Ma invece a chi amministra interessa soltanto continuare a guadagnare sul debito di questa città, mandare in galera ragazzini e sgomberare spazi di possibilità e libertà.

La corrispondenza di Radio Onda d’Urto dal centro sociale Edera Ascolta o scarica

La corrispondenza di Radio Onda Rossa dal centro sociale Edera Ascolta o scarica

Iran, non si fermano le proteste contro il regime clerico-fascista. Manifestazioni di solidarietà in tutto il mondo

Venti persone, compresi membri della polizia, sono state uccise in scontri armati a Zahedan venerdì 30 settembre. All’inizio i manifestanti hanno lanciato pietre contro una stazione di polizia, ma poi uomini armati hanno cercato di assaltare i tre centri delle forze dell’ordine. Diversi agenti di polizia sono stati uccisi così come il numero due dei servizi di intelligence delle Guardie Rivoluzionarie. Banche e centri commerciali sono stati attaccati da manifestanti inferociti e la repressione delle manifestazioni è stata mortale (finora sono stati contati 58 morti). Zahedan è la capitale provinciale del Sistan-Baluchistan è una regione svantaggiata al confine con Pakistan e Afghanistan.

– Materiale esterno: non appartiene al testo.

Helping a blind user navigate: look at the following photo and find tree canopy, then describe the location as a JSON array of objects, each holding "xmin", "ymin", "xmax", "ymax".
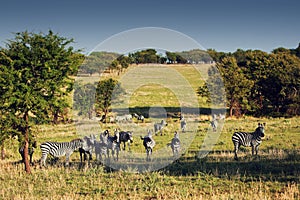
[{"xmin": 0, "ymin": 31, "xmax": 83, "ymax": 173}]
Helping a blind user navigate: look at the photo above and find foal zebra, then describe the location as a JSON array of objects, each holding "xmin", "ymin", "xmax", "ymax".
[
  {"xmin": 141, "ymin": 130, "xmax": 155, "ymax": 161},
  {"xmin": 40, "ymin": 139, "xmax": 87, "ymax": 166},
  {"xmin": 154, "ymin": 120, "xmax": 168, "ymax": 135},
  {"xmin": 19, "ymin": 141, "xmax": 37, "ymax": 164},
  {"xmin": 180, "ymin": 115, "xmax": 186, "ymax": 133},
  {"xmin": 168, "ymin": 131, "xmax": 180, "ymax": 158},
  {"xmin": 232, "ymin": 123, "xmax": 266, "ymax": 160}
]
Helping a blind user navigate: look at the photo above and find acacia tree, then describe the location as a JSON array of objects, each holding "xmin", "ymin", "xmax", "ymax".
[
  {"xmin": 0, "ymin": 31, "xmax": 82, "ymax": 173},
  {"xmin": 74, "ymin": 83, "xmax": 96, "ymax": 119},
  {"xmin": 95, "ymin": 78, "xmax": 124, "ymax": 121},
  {"xmin": 217, "ymin": 57, "xmax": 253, "ymax": 116}
]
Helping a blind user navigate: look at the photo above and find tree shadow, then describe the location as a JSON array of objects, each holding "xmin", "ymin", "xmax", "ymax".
[{"xmin": 161, "ymin": 153, "xmax": 300, "ymax": 182}]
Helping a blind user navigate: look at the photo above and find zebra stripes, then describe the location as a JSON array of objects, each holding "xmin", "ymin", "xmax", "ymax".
[
  {"xmin": 141, "ymin": 130, "xmax": 155, "ymax": 161},
  {"xmin": 40, "ymin": 139, "xmax": 87, "ymax": 166},
  {"xmin": 19, "ymin": 141, "xmax": 37, "ymax": 163},
  {"xmin": 154, "ymin": 120, "xmax": 168, "ymax": 135},
  {"xmin": 232, "ymin": 123, "xmax": 265, "ymax": 160},
  {"xmin": 170, "ymin": 131, "xmax": 180, "ymax": 158},
  {"xmin": 180, "ymin": 116, "xmax": 186, "ymax": 133}
]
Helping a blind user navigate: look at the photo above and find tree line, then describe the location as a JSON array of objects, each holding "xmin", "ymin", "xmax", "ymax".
[
  {"xmin": 78, "ymin": 49, "xmax": 213, "ymax": 75},
  {"xmin": 0, "ymin": 30, "xmax": 300, "ymax": 173},
  {"xmin": 198, "ymin": 44, "xmax": 300, "ymax": 117}
]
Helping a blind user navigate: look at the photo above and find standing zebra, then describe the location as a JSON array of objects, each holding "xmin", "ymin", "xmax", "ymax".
[
  {"xmin": 232, "ymin": 123, "xmax": 266, "ymax": 160},
  {"xmin": 180, "ymin": 115, "xmax": 186, "ymax": 133},
  {"xmin": 79, "ymin": 134, "xmax": 96, "ymax": 164},
  {"xmin": 168, "ymin": 131, "xmax": 180, "ymax": 158},
  {"xmin": 40, "ymin": 139, "xmax": 87, "ymax": 166},
  {"xmin": 107, "ymin": 130, "xmax": 120, "ymax": 161},
  {"xmin": 19, "ymin": 141, "xmax": 37, "ymax": 164},
  {"xmin": 154, "ymin": 120, "xmax": 168, "ymax": 135},
  {"xmin": 94, "ymin": 130, "xmax": 109, "ymax": 161},
  {"xmin": 141, "ymin": 130, "xmax": 155, "ymax": 161}
]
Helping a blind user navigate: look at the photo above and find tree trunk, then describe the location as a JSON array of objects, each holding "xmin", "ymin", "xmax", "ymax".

Sabato si sono svolte manifestazioni in diverse università iraniane per denunciare la micidiale repressione del movimento di protesta. Manifestazioni “sono state organizzate anche in piazza Enghelab vicino all’Università di Teheran, nel centro della capitale, dove sono scoppiati scontri tra la polizia ei manifestanti, alcuni dei quali sono stati arrestati. La polizia iraniana ha arrestato diverse personalità che si erano espresse sui social network a favore dei manifestanti, tra cui l’ex calciatore internazionale Hossein Manahi o il cantante Shervin Hajipour, la cui canzone “Baraye” (“For”), composta da tweet sulle proteste, è andata virale su Instagram. La polizia ha anche arrestato una donna che ha mangiato in un ristorante a Teheran senza velo in un’immagine diventata virale sui social media. Almeno 29 giornalisti sono stati arrestati, tra cui Nilufar Hamedi ed Elahe Mohammadi, reporter che hanno contribuito a esporre il caso di Amini. All’estero, sabato si sono svolte manifestazioni di solidarietà, alla presenza della diaspora iraniana, in più di 150 città, tra cui Berlino, Bruxelles, Roma, Madrid, Atene, Bucarest, Londra, Lisbona, Varsavia e Tokyo.

Di seguito immagini della manifestazione a Milano

Francia: Georges Abdallah in sciopero della fame di solidarietà

Dal 25 settembre, 30 prigionieri palestinesi imprigionati senza accusa né processo in “detenzione amministrativa” hanno intrapreso uno sciopero della fame per chiedere la fine di questa politica, che attualmente imprigiona più di 740 prigionieri palestinesi sotto “prove segrete”. Sabato 1 ottobre, l’attivista comunista libanese Georges Abdallah ha annunciato che avrebbe iniziato uno sciopero della fame di un giorno in solidarietà con questa mobilitazione. In una lettera indirizzata al direttore del Centro Penitenziario di Lannemezan, ha dichiarato:“In solidarietà con i combattenti della Resistenza palestinese imprigionati nelle carceri sioniste che sono in sciopero della fame per denunciare la loro detenzione arbitraria e chiedere l’abrogazione della legge che consente la ‘detenzione amministrativa’, oggi 1 ottobre sono in sciopero della fame” . Imprigionato in Francia dal 1984, Georges Abdallah è un combattente della resistenza palestinese riconosciuto come parte del movimento dei prigionieri palestinesi. Regolarmente partecipa a scioperi della fame o rifiuto del set in solidarietà con i suoi compagni imprigionati dall’occupazione israeliana, in particolare nel 2016, 2017 e 2019.